ANGELA RYE, CNN POLITICAL COMMENTATOR: Yes, so Breonna's Law was passed, and I think that with the backdrop that, just last week, Rand Paul refused to vote in favor of an anti-lynching bill in the United States Senate speaks volumes. And it's an amazing thing that this law was passed so quickly in Louisville, Kentucky, but the fact that I would offer you all is that as we celebrate that progress, Breonna Taylor's killers are still on the streets -- they are placed on administrative leave -- they have still not been arrested -- they shot 20 times into her home -- she received eight of those bullets and was killed. Under any other circumstance, if there was a citizen that did that, they would be arrested.
September 22, 2020
DEBORAH NORVILLE: A Texas cop is facing criminal charges after responding to a call about an unconscious woman. Officials say, as he approached the scene, an off-leash dog approached him -- he fired at the dog. The prosecutors say he barely hit the dog, and killed the woman. Ann Mercogliano has more, and we should warn you, this video may be intense for some viewers.
ANN MERCOGLIANO: It's the horrifying moment a rookie cop shoots at a dog and kills a woman.
RAVI SINGH, FORMER ARLINGTON, TEXAS, POLICE OFFICER: Are you okay? Is that your dog? Can you get it -- get back!
MARGARITA BROOKS, SHOOTING VICTIM: What the f***! Oh, my God, the police shot me!
MERCOGLIANO: Those were Maggie Brooks's final words. The mom of three died from a chest wound. Her dog, Marilyn, was only grazed. The tragedy unfolded in Arlington, Texas, when the cop, on street patrol for just a month, responded to a 911 call about an unconscious woman. In fact, Maggie was lying on a blanket in the shade with her dog.
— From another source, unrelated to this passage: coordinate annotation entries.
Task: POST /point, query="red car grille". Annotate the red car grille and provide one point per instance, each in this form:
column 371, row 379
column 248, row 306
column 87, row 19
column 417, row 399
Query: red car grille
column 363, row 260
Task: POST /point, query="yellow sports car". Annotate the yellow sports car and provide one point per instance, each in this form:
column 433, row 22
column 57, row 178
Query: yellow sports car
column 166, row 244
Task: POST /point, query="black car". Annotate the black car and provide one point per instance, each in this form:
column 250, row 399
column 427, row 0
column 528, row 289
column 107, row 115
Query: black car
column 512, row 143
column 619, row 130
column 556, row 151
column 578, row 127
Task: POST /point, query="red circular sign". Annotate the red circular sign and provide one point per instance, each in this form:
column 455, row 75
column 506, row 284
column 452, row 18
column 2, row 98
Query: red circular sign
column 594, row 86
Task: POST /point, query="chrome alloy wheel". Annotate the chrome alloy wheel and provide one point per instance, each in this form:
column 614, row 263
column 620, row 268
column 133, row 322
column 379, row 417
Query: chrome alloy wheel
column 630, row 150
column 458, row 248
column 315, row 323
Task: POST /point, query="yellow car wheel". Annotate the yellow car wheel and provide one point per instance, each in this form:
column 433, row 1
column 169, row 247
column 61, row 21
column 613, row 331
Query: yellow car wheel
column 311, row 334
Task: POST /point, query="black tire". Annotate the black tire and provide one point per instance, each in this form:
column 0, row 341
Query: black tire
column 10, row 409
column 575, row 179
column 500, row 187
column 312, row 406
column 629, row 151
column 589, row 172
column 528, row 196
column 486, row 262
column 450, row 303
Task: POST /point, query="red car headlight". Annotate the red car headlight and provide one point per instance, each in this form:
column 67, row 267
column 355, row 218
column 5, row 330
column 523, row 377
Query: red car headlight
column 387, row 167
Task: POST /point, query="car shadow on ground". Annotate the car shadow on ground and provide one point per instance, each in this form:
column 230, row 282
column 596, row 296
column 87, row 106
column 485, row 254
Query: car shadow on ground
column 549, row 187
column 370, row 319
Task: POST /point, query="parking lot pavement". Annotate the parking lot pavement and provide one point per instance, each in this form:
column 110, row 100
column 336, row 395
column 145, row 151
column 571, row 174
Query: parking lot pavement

That's when Marilyn came charging.
SINGH: Are you okay? Is that your dog? Can you get it -- get back!
TROY BROOKS, FATHER OF SHOOTING VICTIM: He went directly to deadly force because he was scared, untrained, and he panicked. He fired three times, and my daughter was in the direct line of fire.
MERCOGLIANO: Maggie's father, Troy Brooks, is a fire department captain. He was actually on his way to the scene when he was told the shooting victim was his daughter.
TROY BROOKS: The entire postal service carries pepper spray. Every runner, bicyclist, jogger, kid walking home from school -- we've all encountered a dog charging at us, and nobody else winds up dead.
MERCOGLIANO: He says Marilyn was just a puppy -- a part Labrador mix who is not vicious in any way. Maggie's mother and sister, Sarah, are also speaking out today.
SARAH BROOKS, SISTER OF SHOOTING VICTIM: To me, her dog was clearly doing everything she was supposed to do, which was protect her.
MERCOGLIANO: The rookie cop -- 25-year-old Ravi Singh -- has resigned from the force. Now, he's been indicted for criminally negligent homicide, although Maggie's family wanted him to face a more serious charge of manslaughter.
TROY BROOKS: It breaks your heart when they keep asking for their mom, and you don't know what to tell them. But it's even worse when they quit asking, and they realize that she's not coming back.
NORVILLE: Wow, how sad. If convicted, the police officer faces up to two years in prison.